De quoi interroger aussi Albert Abid : «Comment on peut imaginer les JO de Paris sans une partie de Paris ?» Murés dans le décor parisien depuis 450 ans, les bouquinistes convoitent l’inscription au patrimoine mondial de l’Unesco, déjà accordée aux rives de la Seine en 1991.

Une situation «paradoxale» qu’il peine à comprendre : «Est-ce qu’on aurait délogé Notre-Dame ou la tour Eiffel ?»

«Les bouquinistes vont être effacés de la carte postale pour laisser place à la foule. Toute la ville va célébrer les JO, sauf nous», se désole-t-il.

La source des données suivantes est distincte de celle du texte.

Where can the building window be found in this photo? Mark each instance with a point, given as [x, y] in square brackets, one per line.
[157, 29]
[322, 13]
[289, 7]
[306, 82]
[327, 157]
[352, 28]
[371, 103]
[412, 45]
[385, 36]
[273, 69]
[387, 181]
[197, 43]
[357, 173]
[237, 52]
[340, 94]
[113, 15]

Une pétition, lancée sur le site change.org le 26 juillet, rassemblait le 1er août près de 40 000 signatures. Le projet de déloger les bouquinistes a également été dénoncé le 31 juillet par plusieurs intellectuels, tels que l’ancien ministre Luc Ferry ou l’écrivain et académicien Jean-Marie Rouart, dans une tribune publiée par l’hebdomadaire Marianne.

En «guerre», les bouquinistes souhaitent que la préfecture de police revienne sur cette décision «prise à la légère», précise Jérôme Callais. Dans le cas contraire, ils espèrent obtenir la garantie que les boîtes de livres retrouveront, après les Jeux, leur emplacement d’origine.